I spent this past weekend on the mountain of Zlatibor, which is about a four hour drive from Beograd. The drive really put into perspective why people in Serbia think of Beograd as such a lively, fast-paced city, as much of the area we passed on the way to Zlatibor was rural farmland. Zlatibor itself, named after the golden pines which are clustered over the mountain, manages to be a beautiful mountain getaway without feeling the least bit touristy.
This, coupled with the fact that I was without internet for the entirety of our three-day weekend, made me feel like someone had hit the pause button on the regular pace of life. Coming back Sunday night to read news of the Greek referendum, U.S and Iran’s nuclear talks, and the ever present struggle with ISIL served as a funny reminder that the world keeps going even when we disengage with it. One news story which I have felt only at the periphery of Serbian news coverage and conversation is the upcoming anniversary of Srebrenica. Nevertheless, speculation on whether the president and the premier will attend the anniversary service in Bosnia is present and divisive.
At a lecture a couple weeks ago, in which the Duke Engage group was able to observe a moderated debate between young representatives of Serbia’s major political parties, the representative of the current governing party admitted that she did not think Vučić should go to Bosnia for the anniversary of the event; her reasoning was one which is not completely illogical or unshared: she said that Serbia should not apologize for Srebrenica until the Hague took a more even approach to its war crimes trials, in which Serbians are disproportionately tried compared to Bosnians, Croatians, etc, and until Serbians are also apologized to for the crimes committed against them.

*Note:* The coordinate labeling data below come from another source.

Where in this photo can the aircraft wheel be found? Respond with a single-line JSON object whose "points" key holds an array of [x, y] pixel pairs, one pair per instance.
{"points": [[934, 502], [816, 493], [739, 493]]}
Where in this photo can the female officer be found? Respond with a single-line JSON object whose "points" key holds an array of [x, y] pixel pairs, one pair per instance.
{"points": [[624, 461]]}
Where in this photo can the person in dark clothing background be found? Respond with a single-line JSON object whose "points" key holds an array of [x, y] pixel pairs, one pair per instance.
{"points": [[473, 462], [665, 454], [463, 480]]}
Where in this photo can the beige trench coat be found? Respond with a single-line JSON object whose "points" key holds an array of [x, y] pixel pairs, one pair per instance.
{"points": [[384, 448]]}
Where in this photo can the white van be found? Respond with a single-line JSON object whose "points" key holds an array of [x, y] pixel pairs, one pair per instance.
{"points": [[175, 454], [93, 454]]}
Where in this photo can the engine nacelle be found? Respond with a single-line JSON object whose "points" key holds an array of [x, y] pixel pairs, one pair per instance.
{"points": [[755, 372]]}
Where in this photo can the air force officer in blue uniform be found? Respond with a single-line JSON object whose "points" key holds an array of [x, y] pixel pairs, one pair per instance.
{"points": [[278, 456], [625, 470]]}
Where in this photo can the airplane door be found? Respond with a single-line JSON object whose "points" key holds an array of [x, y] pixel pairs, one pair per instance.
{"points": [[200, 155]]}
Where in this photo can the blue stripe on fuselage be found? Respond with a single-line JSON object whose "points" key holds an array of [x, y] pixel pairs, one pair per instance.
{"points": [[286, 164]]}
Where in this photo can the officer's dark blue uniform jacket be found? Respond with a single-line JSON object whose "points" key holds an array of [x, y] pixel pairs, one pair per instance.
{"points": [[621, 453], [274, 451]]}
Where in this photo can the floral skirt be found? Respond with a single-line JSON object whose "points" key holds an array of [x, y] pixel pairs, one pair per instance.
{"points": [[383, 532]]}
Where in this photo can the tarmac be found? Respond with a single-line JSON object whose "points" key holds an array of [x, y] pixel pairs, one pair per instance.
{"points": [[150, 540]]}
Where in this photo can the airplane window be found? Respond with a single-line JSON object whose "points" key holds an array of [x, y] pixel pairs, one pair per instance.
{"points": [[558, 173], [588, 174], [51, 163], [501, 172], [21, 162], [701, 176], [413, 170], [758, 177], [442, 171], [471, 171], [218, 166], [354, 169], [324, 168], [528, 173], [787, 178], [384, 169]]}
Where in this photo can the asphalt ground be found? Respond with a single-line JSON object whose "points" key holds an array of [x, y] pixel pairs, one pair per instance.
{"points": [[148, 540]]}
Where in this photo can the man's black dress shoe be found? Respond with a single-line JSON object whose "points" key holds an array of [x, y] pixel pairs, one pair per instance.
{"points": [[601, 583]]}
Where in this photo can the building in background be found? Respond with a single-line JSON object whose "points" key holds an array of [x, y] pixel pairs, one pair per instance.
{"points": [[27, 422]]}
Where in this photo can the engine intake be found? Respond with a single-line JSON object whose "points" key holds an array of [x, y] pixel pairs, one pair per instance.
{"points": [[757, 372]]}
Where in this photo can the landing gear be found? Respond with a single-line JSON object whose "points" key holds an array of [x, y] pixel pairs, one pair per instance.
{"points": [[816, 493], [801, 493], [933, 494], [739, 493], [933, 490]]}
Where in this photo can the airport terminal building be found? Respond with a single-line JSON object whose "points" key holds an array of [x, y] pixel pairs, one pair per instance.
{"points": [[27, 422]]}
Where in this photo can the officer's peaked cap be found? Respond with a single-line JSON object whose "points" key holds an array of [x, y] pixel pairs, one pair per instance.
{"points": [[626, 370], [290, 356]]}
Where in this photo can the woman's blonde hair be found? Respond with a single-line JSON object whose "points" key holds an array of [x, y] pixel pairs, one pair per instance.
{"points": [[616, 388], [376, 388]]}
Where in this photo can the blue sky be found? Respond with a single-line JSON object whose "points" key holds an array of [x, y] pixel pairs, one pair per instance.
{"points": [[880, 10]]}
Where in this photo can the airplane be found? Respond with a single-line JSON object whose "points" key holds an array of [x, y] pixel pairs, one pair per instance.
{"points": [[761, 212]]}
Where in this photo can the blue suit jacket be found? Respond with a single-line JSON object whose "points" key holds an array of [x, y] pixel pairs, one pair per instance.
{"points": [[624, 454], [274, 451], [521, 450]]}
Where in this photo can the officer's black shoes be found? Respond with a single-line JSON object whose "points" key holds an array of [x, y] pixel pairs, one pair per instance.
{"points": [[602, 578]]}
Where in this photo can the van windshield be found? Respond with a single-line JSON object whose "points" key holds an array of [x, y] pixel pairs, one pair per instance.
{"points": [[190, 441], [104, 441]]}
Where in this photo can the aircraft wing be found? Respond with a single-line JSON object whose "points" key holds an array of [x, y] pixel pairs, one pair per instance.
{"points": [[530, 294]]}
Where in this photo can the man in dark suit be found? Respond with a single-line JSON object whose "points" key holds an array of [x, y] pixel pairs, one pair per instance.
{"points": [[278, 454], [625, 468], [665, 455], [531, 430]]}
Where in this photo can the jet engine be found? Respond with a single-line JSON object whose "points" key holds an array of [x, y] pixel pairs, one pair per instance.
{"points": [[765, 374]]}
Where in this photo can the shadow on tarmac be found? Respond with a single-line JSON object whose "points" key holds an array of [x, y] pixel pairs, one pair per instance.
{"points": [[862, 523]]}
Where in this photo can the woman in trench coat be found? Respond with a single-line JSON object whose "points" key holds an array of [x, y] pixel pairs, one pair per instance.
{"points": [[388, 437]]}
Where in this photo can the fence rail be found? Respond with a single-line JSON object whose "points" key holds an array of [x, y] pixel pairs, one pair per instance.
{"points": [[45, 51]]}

At the time, I was incensed. At least in my mind, the obvious answer and the necessary one is that the leaders of Serbia should pay their respects in Bosnia. As a Bosnian Serb, a lot of my family remains in Bosnia, and in Sarajevo where my parents grew up. Reconciling my identity as Serbian with the horrible crimes which took place during the war (and which seemed to be the only things people in America ever knew about Serbia) is something that I struggled with a little bit when I was growing up.
Talking about the event with my homestay father this weekend, I was surprised when he told me that he doesn’t think it matters whether the premier goes or not, because either way it will have everything to do with politics and nothing to do with the many people who were killed in Srebrenica 1995. I don’t agree with him, but I thought about what he said: if I were Bosniak, how much would it mean to me to hear the apologies of a man who once said that for every Serb killed a hundred Muslims should be killed in retribution? Could I believe them to be genuine?
Even if not, I don’t see how there is a way forward for Serbia that doesn’t involve taking responsibility for events which occurred during the 90s, and refusing to apologize first does nothing to ameliorate the situation. Two wrongs don’t make a right.